As I was sauntering along, wondering how to start my own garden, I walked by the Hamilton General Hospital, and there I saw the most amazing community garden, (on the Birge street entrance)
It was meant to be! Working in the garden that day was a lovely young lady called Cher (yes, named after the one and only). I asked if I could take photos and try one of the tomatoes. The most delicious yellow cherry tomato I have ever tasted!! We talked for a while about my lack of gardening skills and that I would love to have a garden to share with others. Cher told me that this garden is to be used for those who need nourishment, and for those, like myself, who would be willing to work as a volunteer, from one hour a week up. This garden is flourishing well under the loving hands of those who tend it. From much needed “weeding” to replanting, from watering to harvesting and of course, the general upkeep. Although the garden is on the grounds of the General hospital, it is just one of the many community gardens throughout Hamilton, known as The Victory Gardens. What an amazing initiative, basically on our doorstep and right at our finger tips (pun intended!!).
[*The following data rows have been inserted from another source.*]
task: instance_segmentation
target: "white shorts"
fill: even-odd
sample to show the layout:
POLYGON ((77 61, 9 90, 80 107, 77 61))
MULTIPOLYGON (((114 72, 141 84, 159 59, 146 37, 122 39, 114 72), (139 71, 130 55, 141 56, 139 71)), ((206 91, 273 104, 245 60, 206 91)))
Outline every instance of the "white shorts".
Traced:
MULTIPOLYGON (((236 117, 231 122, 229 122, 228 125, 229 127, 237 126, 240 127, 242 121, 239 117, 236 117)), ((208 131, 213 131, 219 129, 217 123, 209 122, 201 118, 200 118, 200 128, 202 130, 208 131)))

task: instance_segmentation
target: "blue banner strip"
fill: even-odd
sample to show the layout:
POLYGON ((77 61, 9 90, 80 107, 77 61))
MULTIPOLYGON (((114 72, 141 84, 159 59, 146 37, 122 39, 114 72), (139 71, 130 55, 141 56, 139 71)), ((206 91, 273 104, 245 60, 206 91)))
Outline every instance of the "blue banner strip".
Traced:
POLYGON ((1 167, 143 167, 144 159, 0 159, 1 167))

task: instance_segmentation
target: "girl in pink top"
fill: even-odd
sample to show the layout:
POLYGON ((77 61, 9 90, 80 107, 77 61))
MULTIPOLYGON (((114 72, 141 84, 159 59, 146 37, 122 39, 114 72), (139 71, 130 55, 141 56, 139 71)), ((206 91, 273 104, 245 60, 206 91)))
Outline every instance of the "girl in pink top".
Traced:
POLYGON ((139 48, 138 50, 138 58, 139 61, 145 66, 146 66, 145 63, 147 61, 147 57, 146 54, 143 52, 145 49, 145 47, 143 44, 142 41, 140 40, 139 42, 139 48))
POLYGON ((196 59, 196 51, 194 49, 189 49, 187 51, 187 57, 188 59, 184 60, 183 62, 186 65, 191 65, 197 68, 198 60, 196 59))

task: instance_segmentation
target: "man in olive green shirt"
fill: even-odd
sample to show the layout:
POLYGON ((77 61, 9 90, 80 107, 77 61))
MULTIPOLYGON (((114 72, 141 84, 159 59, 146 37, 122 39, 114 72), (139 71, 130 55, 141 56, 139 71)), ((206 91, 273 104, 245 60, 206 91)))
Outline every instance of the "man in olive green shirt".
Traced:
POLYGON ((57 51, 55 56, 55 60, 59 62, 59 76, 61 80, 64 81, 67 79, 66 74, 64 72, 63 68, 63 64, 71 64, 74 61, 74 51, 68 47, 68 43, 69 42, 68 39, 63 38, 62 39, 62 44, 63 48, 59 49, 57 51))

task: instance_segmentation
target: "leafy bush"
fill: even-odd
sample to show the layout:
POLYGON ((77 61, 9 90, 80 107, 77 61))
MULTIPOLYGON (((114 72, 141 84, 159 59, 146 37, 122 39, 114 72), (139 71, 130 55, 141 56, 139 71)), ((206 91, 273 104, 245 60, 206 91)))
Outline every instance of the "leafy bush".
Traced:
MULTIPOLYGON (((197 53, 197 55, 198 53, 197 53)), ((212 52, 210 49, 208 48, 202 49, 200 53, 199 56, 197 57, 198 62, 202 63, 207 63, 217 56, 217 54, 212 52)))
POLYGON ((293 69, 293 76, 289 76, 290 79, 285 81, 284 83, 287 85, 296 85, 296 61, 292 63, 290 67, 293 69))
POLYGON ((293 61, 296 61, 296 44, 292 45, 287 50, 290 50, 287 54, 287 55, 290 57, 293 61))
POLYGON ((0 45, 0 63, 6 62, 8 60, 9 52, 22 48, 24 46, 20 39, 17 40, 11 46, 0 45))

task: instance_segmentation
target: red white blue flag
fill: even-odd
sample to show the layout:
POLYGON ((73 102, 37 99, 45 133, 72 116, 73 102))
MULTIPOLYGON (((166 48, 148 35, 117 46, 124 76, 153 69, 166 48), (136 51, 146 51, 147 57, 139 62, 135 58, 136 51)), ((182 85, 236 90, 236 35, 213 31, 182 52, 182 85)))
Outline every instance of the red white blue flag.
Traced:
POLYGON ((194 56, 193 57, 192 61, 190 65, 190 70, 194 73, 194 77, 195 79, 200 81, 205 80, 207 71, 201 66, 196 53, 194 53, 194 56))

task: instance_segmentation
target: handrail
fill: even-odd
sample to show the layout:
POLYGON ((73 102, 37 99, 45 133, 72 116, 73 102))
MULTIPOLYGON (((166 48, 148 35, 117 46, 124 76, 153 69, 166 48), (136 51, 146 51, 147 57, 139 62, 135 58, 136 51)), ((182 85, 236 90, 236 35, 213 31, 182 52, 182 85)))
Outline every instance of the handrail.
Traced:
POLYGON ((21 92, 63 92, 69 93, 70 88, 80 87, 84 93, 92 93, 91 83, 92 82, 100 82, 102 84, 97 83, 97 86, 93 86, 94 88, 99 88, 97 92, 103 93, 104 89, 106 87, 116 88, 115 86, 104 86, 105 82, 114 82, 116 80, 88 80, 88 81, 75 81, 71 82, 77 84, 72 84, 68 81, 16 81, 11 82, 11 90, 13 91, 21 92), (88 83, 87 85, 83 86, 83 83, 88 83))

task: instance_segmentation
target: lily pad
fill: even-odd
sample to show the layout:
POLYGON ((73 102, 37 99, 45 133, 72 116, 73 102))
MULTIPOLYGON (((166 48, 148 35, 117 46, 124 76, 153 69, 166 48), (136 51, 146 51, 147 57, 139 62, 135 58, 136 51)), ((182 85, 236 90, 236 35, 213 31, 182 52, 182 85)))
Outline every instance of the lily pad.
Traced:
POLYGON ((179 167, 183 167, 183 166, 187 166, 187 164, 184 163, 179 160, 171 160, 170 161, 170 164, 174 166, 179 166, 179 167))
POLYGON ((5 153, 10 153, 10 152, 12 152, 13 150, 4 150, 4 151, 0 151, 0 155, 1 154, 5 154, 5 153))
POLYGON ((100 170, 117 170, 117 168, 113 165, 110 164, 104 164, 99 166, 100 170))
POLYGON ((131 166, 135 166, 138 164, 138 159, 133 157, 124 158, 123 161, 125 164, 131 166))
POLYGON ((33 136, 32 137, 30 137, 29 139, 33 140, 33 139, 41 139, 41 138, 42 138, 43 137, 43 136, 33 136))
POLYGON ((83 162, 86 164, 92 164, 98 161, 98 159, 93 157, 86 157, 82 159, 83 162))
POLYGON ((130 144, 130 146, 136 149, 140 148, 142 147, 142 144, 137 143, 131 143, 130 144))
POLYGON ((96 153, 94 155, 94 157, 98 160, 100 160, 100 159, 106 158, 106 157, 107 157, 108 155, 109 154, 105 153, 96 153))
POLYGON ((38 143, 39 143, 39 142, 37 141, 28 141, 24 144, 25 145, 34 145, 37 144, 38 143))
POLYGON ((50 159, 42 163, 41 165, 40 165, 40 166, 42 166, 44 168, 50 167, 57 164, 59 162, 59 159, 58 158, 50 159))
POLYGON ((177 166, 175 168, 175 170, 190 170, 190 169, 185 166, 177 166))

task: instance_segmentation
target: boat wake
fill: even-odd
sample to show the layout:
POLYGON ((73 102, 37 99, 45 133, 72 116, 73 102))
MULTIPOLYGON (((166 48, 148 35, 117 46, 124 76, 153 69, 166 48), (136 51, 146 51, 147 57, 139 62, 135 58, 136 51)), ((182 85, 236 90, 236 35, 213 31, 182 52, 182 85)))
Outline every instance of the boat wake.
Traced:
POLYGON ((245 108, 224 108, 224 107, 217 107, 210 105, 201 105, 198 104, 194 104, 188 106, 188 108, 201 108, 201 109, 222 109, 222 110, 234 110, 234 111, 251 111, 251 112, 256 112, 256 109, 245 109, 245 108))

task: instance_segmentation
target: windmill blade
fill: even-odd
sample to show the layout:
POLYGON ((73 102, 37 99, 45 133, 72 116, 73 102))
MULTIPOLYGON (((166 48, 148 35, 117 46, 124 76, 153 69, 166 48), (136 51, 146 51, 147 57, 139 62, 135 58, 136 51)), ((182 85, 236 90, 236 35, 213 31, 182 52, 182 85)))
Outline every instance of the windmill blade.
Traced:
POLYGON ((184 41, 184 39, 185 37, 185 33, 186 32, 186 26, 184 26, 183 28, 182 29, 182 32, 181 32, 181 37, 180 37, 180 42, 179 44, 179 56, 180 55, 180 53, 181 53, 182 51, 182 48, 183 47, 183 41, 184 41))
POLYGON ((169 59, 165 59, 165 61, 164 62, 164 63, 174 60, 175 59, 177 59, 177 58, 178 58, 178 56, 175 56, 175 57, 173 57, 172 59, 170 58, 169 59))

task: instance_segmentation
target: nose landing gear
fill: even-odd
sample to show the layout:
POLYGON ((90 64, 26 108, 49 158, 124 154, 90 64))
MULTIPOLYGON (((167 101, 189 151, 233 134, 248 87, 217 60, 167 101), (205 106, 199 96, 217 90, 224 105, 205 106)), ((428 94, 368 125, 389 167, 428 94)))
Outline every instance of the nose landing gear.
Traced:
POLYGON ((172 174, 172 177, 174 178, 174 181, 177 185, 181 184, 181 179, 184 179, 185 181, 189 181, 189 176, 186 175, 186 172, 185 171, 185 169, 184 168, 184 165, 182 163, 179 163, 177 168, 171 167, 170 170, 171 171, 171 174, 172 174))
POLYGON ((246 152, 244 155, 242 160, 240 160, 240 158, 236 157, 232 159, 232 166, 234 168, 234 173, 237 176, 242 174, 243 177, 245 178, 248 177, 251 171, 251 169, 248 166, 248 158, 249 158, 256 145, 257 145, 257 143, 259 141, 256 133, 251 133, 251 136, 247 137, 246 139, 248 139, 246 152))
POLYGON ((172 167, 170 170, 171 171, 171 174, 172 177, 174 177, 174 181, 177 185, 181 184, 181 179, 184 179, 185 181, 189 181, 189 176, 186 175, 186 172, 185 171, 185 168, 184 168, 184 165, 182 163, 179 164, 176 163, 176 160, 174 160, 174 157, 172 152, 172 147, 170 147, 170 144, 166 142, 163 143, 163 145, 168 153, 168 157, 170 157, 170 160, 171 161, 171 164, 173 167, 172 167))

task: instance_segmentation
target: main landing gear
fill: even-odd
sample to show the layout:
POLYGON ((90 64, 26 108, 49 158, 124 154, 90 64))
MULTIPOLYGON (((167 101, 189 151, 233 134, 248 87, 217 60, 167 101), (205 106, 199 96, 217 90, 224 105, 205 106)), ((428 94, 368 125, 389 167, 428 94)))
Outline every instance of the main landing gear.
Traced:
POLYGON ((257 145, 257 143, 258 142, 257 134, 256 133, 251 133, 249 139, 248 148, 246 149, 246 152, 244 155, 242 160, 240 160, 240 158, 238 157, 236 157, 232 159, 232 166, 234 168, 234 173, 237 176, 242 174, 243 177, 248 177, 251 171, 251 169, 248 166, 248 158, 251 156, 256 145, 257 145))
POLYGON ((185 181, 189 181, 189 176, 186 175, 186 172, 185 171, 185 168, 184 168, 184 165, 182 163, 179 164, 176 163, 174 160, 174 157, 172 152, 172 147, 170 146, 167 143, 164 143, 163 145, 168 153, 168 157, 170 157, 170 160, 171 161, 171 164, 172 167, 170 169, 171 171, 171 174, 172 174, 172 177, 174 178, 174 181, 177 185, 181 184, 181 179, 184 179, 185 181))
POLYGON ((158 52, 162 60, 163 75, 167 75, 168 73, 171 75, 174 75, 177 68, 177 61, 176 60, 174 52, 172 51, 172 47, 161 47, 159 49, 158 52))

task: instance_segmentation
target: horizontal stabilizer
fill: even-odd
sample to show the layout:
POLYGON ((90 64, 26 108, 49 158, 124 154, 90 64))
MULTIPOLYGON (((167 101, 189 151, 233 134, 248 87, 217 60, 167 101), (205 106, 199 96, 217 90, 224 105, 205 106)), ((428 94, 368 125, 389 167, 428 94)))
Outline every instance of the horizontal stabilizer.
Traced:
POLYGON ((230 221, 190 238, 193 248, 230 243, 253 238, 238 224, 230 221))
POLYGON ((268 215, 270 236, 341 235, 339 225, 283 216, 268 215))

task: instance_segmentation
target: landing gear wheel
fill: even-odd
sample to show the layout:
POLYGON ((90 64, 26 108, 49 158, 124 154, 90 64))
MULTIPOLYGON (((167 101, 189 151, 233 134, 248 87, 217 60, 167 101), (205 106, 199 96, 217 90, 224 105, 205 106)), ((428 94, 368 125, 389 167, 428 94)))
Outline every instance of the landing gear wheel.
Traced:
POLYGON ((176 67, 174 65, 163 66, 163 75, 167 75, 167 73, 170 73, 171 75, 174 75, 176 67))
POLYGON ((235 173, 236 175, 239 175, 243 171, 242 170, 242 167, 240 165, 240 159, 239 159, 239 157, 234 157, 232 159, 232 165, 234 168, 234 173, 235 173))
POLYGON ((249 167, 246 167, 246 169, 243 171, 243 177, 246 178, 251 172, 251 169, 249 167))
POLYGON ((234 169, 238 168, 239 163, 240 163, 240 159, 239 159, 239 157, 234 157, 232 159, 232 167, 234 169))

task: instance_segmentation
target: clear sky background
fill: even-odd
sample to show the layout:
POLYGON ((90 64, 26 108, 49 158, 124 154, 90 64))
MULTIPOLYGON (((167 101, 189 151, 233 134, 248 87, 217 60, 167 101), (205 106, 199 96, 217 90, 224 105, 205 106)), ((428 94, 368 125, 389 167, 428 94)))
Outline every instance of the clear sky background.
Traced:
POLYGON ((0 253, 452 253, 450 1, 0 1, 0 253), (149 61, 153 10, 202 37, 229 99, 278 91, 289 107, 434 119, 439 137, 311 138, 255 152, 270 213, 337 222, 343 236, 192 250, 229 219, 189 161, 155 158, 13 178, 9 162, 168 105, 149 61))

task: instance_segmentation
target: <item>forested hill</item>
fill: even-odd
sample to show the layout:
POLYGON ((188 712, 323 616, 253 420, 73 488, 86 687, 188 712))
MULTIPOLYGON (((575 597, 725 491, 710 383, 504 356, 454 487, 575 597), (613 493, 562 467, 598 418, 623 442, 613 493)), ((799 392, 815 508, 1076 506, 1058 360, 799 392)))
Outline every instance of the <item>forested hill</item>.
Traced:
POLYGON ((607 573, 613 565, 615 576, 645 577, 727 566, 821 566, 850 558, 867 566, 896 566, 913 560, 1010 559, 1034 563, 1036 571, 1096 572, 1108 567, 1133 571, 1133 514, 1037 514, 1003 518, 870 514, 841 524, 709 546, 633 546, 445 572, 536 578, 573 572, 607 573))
Cher mentioned to me that there is a need for Saturday morning volunteers to work in the green house too. I thought that interesting and something I could easily do. Although Cher promised to send me some more information on how to apply as a volunteer or to learn more about these community gardens, I have yet to hear back from her, but when I do, I will update you with the information.
Here’s a snippet of information, I took from the HHS, pubic, website, July 06, 2017
Together We Grow
Hamilton Health Sciences’ Hamilton General Hospital (HGH) and Population Health Research Institute (PHRI), have partnered with Hamilton Victory Gardens to build a community vegetable garden on the downtown hospital campus.
HGH and PHRI have come together with a mutual goal of giving back to the community. Since patients at the Regional Rehabilitation Centre had previously participated in sessions with Hamilton Victory Gardens, it prompted the idea of modifying the original garden plans to make it accessible and functional for patients.
“We are so thrilled about the new community garden,” says Kathie Elstone, therapeutic recreationist at the Regional Rehabilitation Centre. “Whether our patients are gardeners or not, regardless of the rehabilitation required, we’ll be able to use the garden to help with recovery. Since gardening is a functional activity, it can encourage a patient in a wheelchair to stand or a patient with a prosthetic leg practice their balance. These are just some of the many benefits.
Hamilton Victory Gardens is a volunteer based program whereby unused urban areas around Hamilton are converted into gardens to grow produce for local food banks and meal programs. Since it began in 2011, over 175,000 pounds of fresh produce have been harvested from 15 garden sites and donated to 13 organizations and programs including Good Shepherd, Mission Services, Neighbour to Neighbour, and Living Rock. Always looking to build more gardens, the organization was very receptive to the idea of building on the HGH Campus, especially given the potential for therapeutic benefits.
“we’ll be able to use the garden to help with recovery.”
The HGH Campus Community Garden consists of 11 garden beds at a variety of heights to accommodate working from a wheel chair as well as standing. While Hamilton Victory Gardens assisted with the building of the garden and provided a planting plan, PHRI has set up volunteer sessions available to all campus staff who will ensure the regular maintenance over time.
I implore you to take a walk through the community garden and the grounds of the HGH as a whole.